The pact is based on years’ worth of conversations about improved training, cooperation and compliance with legislation that lawmakers passed in 2016. It includes training for school officers; an oversight committee that will publish an annual report that breaks down diversions, arrests and interventions; a definition of which student records and videos SROs have access to; and an equalized placement of officers at all middle and high schools, rather than letting school enrollment data dictate where to station the police.

“The contract creates equity across our city, especially for historically marginalized students,” Biskupski said. “To break a pattern of inequity, we must ensure school officers are in every school, not just those with certain characteristics.”
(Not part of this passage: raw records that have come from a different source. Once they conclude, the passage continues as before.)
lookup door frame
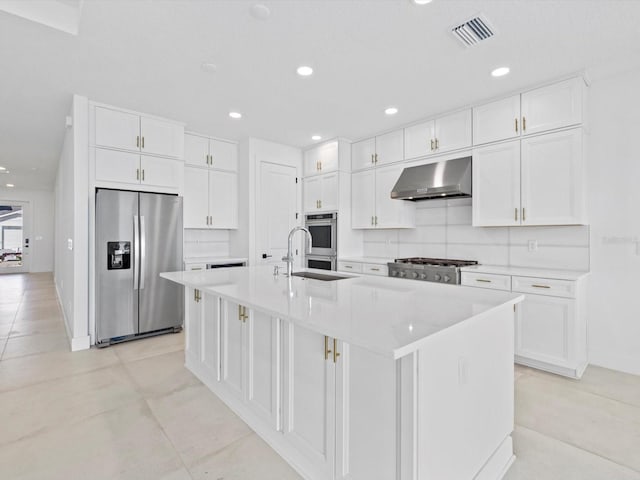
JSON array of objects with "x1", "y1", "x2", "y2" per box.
[{"x1": 0, "y1": 198, "x2": 33, "y2": 275}]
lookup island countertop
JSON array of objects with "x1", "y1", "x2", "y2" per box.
[{"x1": 160, "y1": 266, "x2": 524, "y2": 359}]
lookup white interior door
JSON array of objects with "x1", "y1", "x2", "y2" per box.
[
  {"x1": 256, "y1": 162, "x2": 302, "y2": 264},
  {"x1": 0, "y1": 200, "x2": 32, "y2": 274}
]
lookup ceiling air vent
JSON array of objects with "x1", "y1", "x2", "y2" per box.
[{"x1": 451, "y1": 15, "x2": 495, "y2": 47}]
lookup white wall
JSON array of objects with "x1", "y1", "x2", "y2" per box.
[
  {"x1": 364, "y1": 199, "x2": 589, "y2": 270},
  {"x1": 0, "y1": 188, "x2": 54, "y2": 272},
  {"x1": 229, "y1": 138, "x2": 302, "y2": 265},
  {"x1": 54, "y1": 96, "x2": 90, "y2": 350},
  {"x1": 587, "y1": 68, "x2": 640, "y2": 374}
]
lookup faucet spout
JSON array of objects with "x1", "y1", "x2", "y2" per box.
[{"x1": 282, "y1": 227, "x2": 311, "y2": 277}]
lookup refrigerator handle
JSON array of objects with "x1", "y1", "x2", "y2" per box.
[
  {"x1": 133, "y1": 215, "x2": 140, "y2": 290},
  {"x1": 140, "y1": 215, "x2": 147, "y2": 290}
]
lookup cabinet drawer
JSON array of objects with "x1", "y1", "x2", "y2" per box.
[
  {"x1": 338, "y1": 262, "x2": 362, "y2": 273},
  {"x1": 362, "y1": 263, "x2": 389, "y2": 277},
  {"x1": 511, "y1": 277, "x2": 576, "y2": 298},
  {"x1": 461, "y1": 272, "x2": 511, "y2": 292},
  {"x1": 184, "y1": 263, "x2": 207, "y2": 271}
]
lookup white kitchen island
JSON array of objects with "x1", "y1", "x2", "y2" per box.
[{"x1": 161, "y1": 267, "x2": 523, "y2": 480}]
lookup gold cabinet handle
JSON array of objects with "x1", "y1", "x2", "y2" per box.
[
  {"x1": 333, "y1": 338, "x2": 340, "y2": 363},
  {"x1": 324, "y1": 335, "x2": 331, "y2": 360}
]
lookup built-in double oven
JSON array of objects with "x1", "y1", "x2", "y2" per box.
[{"x1": 305, "y1": 212, "x2": 338, "y2": 270}]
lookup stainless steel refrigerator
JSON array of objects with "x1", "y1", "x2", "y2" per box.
[{"x1": 96, "y1": 189, "x2": 184, "y2": 346}]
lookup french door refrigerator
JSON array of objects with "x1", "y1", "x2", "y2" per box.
[{"x1": 96, "y1": 189, "x2": 184, "y2": 346}]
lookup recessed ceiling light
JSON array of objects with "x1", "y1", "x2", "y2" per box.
[
  {"x1": 296, "y1": 65, "x2": 313, "y2": 77},
  {"x1": 200, "y1": 62, "x2": 218, "y2": 73},
  {"x1": 251, "y1": 3, "x2": 271, "y2": 20},
  {"x1": 491, "y1": 67, "x2": 510, "y2": 77}
]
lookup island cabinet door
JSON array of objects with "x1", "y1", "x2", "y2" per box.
[
  {"x1": 184, "y1": 288, "x2": 202, "y2": 369},
  {"x1": 283, "y1": 322, "x2": 336, "y2": 479},
  {"x1": 220, "y1": 301, "x2": 247, "y2": 400},
  {"x1": 335, "y1": 342, "x2": 398, "y2": 480},
  {"x1": 200, "y1": 295, "x2": 220, "y2": 382},
  {"x1": 245, "y1": 310, "x2": 281, "y2": 430}
]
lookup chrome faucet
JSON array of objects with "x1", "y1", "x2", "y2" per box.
[{"x1": 282, "y1": 227, "x2": 311, "y2": 277}]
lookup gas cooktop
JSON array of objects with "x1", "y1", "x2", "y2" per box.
[{"x1": 387, "y1": 257, "x2": 478, "y2": 284}]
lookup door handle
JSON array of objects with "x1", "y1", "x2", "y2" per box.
[
  {"x1": 140, "y1": 215, "x2": 147, "y2": 290},
  {"x1": 133, "y1": 215, "x2": 140, "y2": 290}
]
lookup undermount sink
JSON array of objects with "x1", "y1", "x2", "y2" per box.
[{"x1": 291, "y1": 272, "x2": 349, "y2": 282}]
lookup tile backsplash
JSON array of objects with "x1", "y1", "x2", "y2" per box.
[
  {"x1": 183, "y1": 229, "x2": 229, "y2": 258},
  {"x1": 364, "y1": 199, "x2": 589, "y2": 270}
]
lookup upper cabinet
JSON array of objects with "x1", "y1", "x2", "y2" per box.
[
  {"x1": 473, "y1": 77, "x2": 584, "y2": 145},
  {"x1": 522, "y1": 78, "x2": 584, "y2": 135},
  {"x1": 184, "y1": 133, "x2": 238, "y2": 172},
  {"x1": 351, "y1": 130, "x2": 404, "y2": 171},
  {"x1": 304, "y1": 140, "x2": 346, "y2": 177},
  {"x1": 472, "y1": 128, "x2": 586, "y2": 227},
  {"x1": 404, "y1": 109, "x2": 471, "y2": 159},
  {"x1": 95, "y1": 106, "x2": 184, "y2": 159},
  {"x1": 473, "y1": 95, "x2": 521, "y2": 145}
]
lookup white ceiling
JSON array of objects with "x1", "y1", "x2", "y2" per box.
[{"x1": 0, "y1": 0, "x2": 640, "y2": 188}]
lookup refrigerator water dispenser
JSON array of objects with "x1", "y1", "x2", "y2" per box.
[{"x1": 107, "y1": 242, "x2": 131, "y2": 270}]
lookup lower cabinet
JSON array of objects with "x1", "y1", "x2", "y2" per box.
[{"x1": 462, "y1": 272, "x2": 588, "y2": 378}]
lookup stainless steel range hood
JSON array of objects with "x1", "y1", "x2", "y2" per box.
[{"x1": 391, "y1": 157, "x2": 471, "y2": 201}]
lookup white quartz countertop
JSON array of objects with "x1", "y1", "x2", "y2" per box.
[
  {"x1": 184, "y1": 256, "x2": 247, "y2": 265},
  {"x1": 461, "y1": 265, "x2": 589, "y2": 280},
  {"x1": 338, "y1": 257, "x2": 395, "y2": 265},
  {"x1": 160, "y1": 266, "x2": 524, "y2": 359}
]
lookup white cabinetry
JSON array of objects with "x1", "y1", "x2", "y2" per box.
[
  {"x1": 304, "y1": 140, "x2": 348, "y2": 177},
  {"x1": 95, "y1": 106, "x2": 184, "y2": 158},
  {"x1": 473, "y1": 77, "x2": 584, "y2": 145},
  {"x1": 404, "y1": 109, "x2": 471, "y2": 159},
  {"x1": 472, "y1": 128, "x2": 585, "y2": 226},
  {"x1": 351, "y1": 165, "x2": 415, "y2": 228},
  {"x1": 184, "y1": 134, "x2": 238, "y2": 229},
  {"x1": 462, "y1": 271, "x2": 588, "y2": 378},
  {"x1": 351, "y1": 130, "x2": 404, "y2": 171},
  {"x1": 184, "y1": 133, "x2": 238, "y2": 172},
  {"x1": 95, "y1": 148, "x2": 182, "y2": 190},
  {"x1": 303, "y1": 172, "x2": 340, "y2": 213},
  {"x1": 473, "y1": 95, "x2": 521, "y2": 145}
]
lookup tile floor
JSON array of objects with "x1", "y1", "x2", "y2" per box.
[{"x1": 0, "y1": 274, "x2": 640, "y2": 480}]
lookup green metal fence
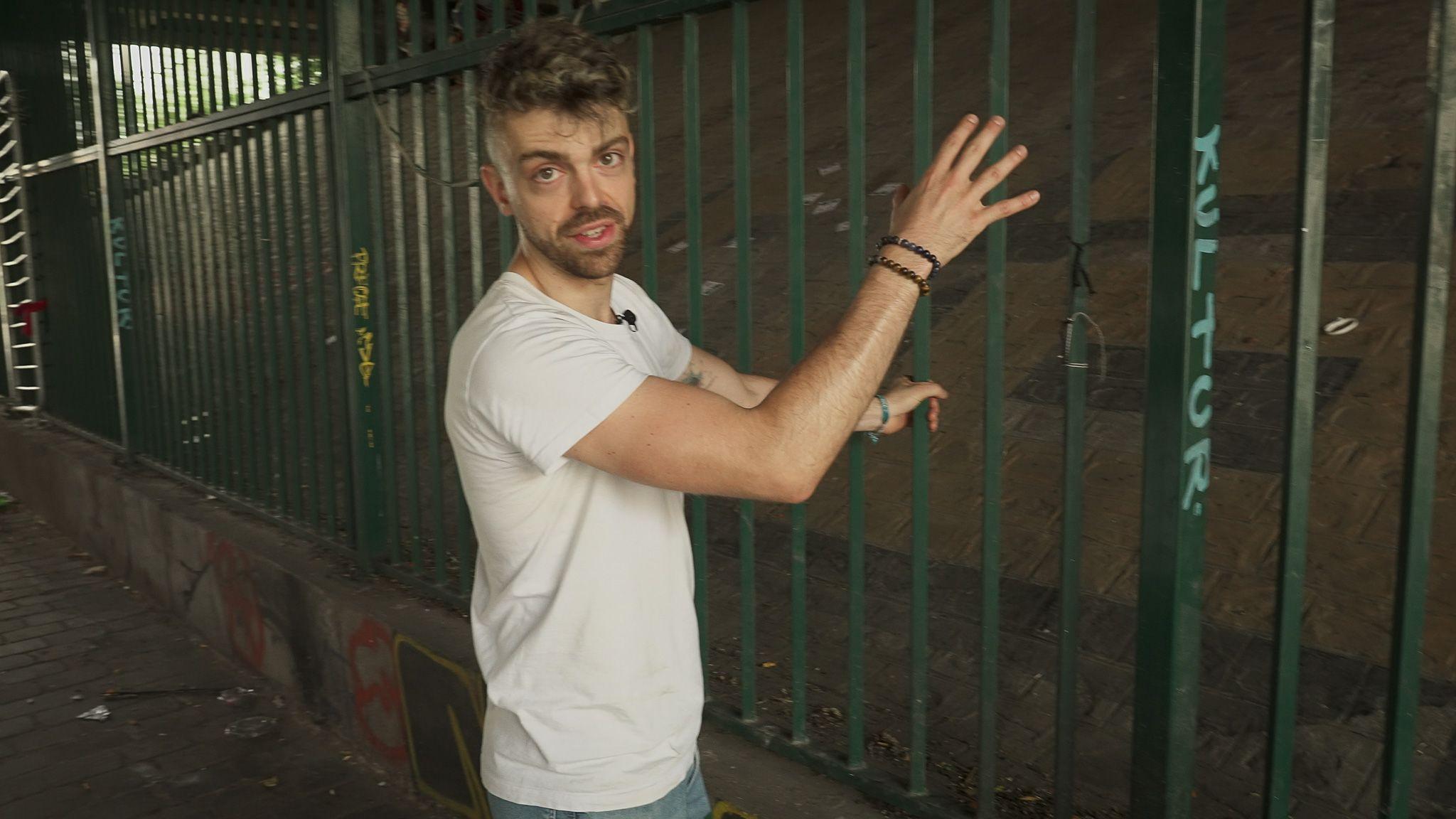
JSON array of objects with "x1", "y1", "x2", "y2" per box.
[{"x1": 0, "y1": 0, "x2": 1456, "y2": 819}]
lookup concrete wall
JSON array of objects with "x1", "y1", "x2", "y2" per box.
[{"x1": 0, "y1": 419, "x2": 500, "y2": 816}]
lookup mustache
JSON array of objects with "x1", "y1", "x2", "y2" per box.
[{"x1": 560, "y1": 205, "x2": 628, "y2": 236}]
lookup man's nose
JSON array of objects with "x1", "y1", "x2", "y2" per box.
[{"x1": 571, "y1": 173, "x2": 601, "y2": 210}]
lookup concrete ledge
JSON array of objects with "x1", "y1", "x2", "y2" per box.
[{"x1": 0, "y1": 418, "x2": 884, "y2": 819}]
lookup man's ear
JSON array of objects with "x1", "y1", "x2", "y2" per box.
[{"x1": 481, "y1": 165, "x2": 515, "y2": 215}]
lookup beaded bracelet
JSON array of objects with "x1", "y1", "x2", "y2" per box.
[
  {"x1": 875, "y1": 236, "x2": 941, "y2": 282},
  {"x1": 869, "y1": 257, "x2": 931, "y2": 296},
  {"x1": 865, "y1": 395, "x2": 889, "y2": 443}
]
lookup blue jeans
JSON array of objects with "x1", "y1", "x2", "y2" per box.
[{"x1": 485, "y1": 759, "x2": 714, "y2": 819}]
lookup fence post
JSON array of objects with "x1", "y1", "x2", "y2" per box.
[
  {"x1": 86, "y1": 0, "x2": 131, "y2": 453},
  {"x1": 328, "y1": 0, "x2": 389, "y2": 572},
  {"x1": 1131, "y1": 0, "x2": 1224, "y2": 819}
]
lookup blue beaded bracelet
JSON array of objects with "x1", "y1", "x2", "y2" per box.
[
  {"x1": 875, "y1": 236, "x2": 941, "y2": 282},
  {"x1": 865, "y1": 395, "x2": 889, "y2": 443}
]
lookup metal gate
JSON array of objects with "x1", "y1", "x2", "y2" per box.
[{"x1": 0, "y1": 0, "x2": 1456, "y2": 819}]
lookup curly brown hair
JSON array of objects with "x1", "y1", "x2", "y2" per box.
[{"x1": 481, "y1": 16, "x2": 632, "y2": 162}]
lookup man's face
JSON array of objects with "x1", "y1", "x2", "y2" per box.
[{"x1": 482, "y1": 109, "x2": 636, "y2": 280}]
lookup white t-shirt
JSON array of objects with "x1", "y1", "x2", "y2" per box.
[{"x1": 446, "y1": 271, "x2": 703, "y2": 812}]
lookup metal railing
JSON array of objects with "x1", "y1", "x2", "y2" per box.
[
  {"x1": 0, "y1": 0, "x2": 1456, "y2": 819},
  {"x1": 0, "y1": 71, "x2": 45, "y2": 412}
]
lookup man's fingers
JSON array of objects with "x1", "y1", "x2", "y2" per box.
[
  {"x1": 981, "y1": 191, "x2": 1041, "y2": 221},
  {"x1": 951, "y1": 117, "x2": 1006, "y2": 179},
  {"x1": 926, "y1": 114, "x2": 980, "y2": 176},
  {"x1": 971, "y1": 146, "x2": 1027, "y2": 201},
  {"x1": 889, "y1": 182, "x2": 910, "y2": 215}
]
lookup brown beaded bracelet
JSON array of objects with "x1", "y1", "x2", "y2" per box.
[{"x1": 869, "y1": 257, "x2": 931, "y2": 296}]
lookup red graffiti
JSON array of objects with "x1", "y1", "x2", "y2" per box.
[
  {"x1": 207, "y1": 533, "x2": 268, "y2": 669},
  {"x1": 350, "y1": 619, "x2": 406, "y2": 761}
]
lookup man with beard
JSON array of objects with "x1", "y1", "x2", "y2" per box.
[{"x1": 446, "y1": 18, "x2": 1037, "y2": 819}]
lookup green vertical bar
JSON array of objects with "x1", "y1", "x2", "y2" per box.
[
  {"x1": 191, "y1": 136, "x2": 221, "y2": 487},
  {"x1": 1381, "y1": 0, "x2": 1456, "y2": 819},
  {"x1": 406, "y1": 0, "x2": 425, "y2": 56},
  {"x1": 683, "y1": 14, "x2": 705, "y2": 676},
  {"x1": 223, "y1": 0, "x2": 246, "y2": 105},
  {"x1": 461, "y1": 18, "x2": 485, "y2": 300},
  {"x1": 118, "y1": 154, "x2": 156, "y2": 455},
  {"x1": 183, "y1": 139, "x2": 223, "y2": 486},
  {"x1": 396, "y1": 76, "x2": 432, "y2": 565},
  {"x1": 284, "y1": 115, "x2": 323, "y2": 528},
  {"x1": 638, "y1": 25, "x2": 657, "y2": 299},
  {"x1": 1059, "y1": 0, "x2": 1096, "y2": 819},
  {"x1": 734, "y1": 0, "x2": 756, "y2": 722},
  {"x1": 143, "y1": 149, "x2": 181, "y2": 468},
  {"x1": 456, "y1": 30, "x2": 485, "y2": 594},
  {"x1": 786, "y1": 0, "x2": 810, "y2": 743},
  {"x1": 264, "y1": 0, "x2": 282, "y2": 96},
  {"x1": 1131, "y1": 0, "x2": 1224, "y2": 819},
  {"x1": 188, "y1": 0, "x2": 213, "y2": 114},
  {"x1": 84, "y1": 0, "x2": 134, "y2": 451},
  {"x1": 213, "y1": 131, "x2": 241, "y2": 494},
  {"x1": 328, "y1": 0, "x2": 389, "y2": 572},
  {"x1": 269, "y1": 114, "x2": 303, "y2": 518},
  {"x1": 846, "y1": 0, "x2": 865, "y2": 768},
  {"x1": 146, "y1": 149, "x2": 185, "y2": 471},
  {"x1": 383, "y1": 3, "x2": 399, "y2": 62},
  {"x1": 134, "y1": 47, "x2": 156, "y2": 130},
  {"x1": 977, "y1": 0, "x2": 1010, "y2": 804},
  {"x1": 203, "y1": 131, "x2": 231, "y2": 490},
  {"x1": 255, "y1": 124, "x2": 289, "y2": 504},
  {"x1": 181, "y1": 140, "x2": 220, "y2": 486},
  {"x1": 161, "y1": 143, "x2": 203, "y2": 478},
  {"x1": 1264, "y1": 0, "x2": 1335, "y2": 819},
  {"x1": 173, "y1": 1, "x2": 200, "y2": 119},
  {"x1": 118, "y1": 25, "x2": 137, "y2": 136},
  {"x1": 122, "y1": 151, "x2": 160, "y2": 461},
  {"x1": 161, "y1": 143, "x2": 203, "y2": 478},
  {"x1": 908, "y1": 0, "x2": 931, "y2": 801},
  {"x1": 359, "y1": 107, "x2": 399, "y2": 542},
  {"x1": 386, "y1": 43, "x2": 419, "y2": 565},
  {"x1": 291, "y1": 0, "x2": 302, "y2": 90},
  {"x1": 425, "y1": 41, "x2": 466, "y2": 587},
  {"x1": 406, "y1": 48, "x2": 444, "y2": 576},
  {"x1": 237, "y1": 125, "x2": 272, "y2": 498},
  {"x1": 207, "y1": 3, "x2": 227, "y2": 112},
  {"x1": 253, "y1": 0, "x2": 274, "y2": 99}
]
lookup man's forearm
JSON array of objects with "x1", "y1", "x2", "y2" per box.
[{"x1": 759, "y1": 247, "x2": 929, "y2": 484}]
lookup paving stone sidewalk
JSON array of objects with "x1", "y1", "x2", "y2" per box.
[{"x1": 0, "y1": 503, "x2": 446, "y2": 819}]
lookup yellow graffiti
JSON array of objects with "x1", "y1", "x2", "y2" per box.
[
  {"x1": 354, "y1": 326, "x2": 374, "y2": 386},
  {"x1": 354, "y1": 247, "x2": 368, "y2": 282},
  {"x1": 712, "y1": 800, "x2": 759, "y2": 819},
  {"x1": 353, "y1": 247, "x2": 374, "y2": 386},
  {"x1": 354, "y1": 284, "x2": 368, "y2": 319},
  {"x1": 395, "y1": 633, "x2": 491, "y2": 819}
]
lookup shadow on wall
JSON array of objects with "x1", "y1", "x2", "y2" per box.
[{"x1": 348, "y1": 619, "x2": 756, "y2": 819}]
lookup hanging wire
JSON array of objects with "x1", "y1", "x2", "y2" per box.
[
  {"x1": 361, "y1": 67, "x2": 481, "y2": 188},
  {"x1": 1061, "y1": 311, "x2": 1106, "y2": 379}
]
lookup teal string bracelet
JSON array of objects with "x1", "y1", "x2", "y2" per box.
[{"x1": 865, "y1": 395, "x2": 889, "y2": 443}]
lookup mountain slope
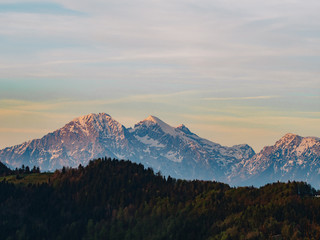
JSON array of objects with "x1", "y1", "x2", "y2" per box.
[
  {"x1": 231, "y1": 133, "x2": 320, "y2": 187},
  {"x1": 0, "y1": 113, "x2": 254, "y2": 180}
]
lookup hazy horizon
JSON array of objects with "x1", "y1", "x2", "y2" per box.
[{"x1": 0, "y1": 0, "x2": 320, "y2": 152}]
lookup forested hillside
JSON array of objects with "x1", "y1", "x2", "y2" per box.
[{"x1": 0, "y1": 159, "x2": 320, "y2": 240}]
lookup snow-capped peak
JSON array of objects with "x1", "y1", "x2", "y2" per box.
[
  {"x1": 140, "y1": 115, "x2": 178, "y2": 136},
  {"x1": 176, "y1": 124, "x2": 194, "y2": 135}
]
The legislation’s sponsor, Rep. Sandra Hollins, D-Salt Lake City, delivered a short address on how this agreement could dismantle the school-to-prison pipeline. “This is an important step to avoid criminalizing students, and to help all of our students succeed,” she said, reminding the crowd that young people who experience disciplinary problems at schools resulting in suspensions or negative interactions with police, are more likely to drop out and become incarcerated in adulthood. “This is a step in the right direction, and preventing students from heading in that direction, and improving the school climate by building better relationships and better communication among all parties.”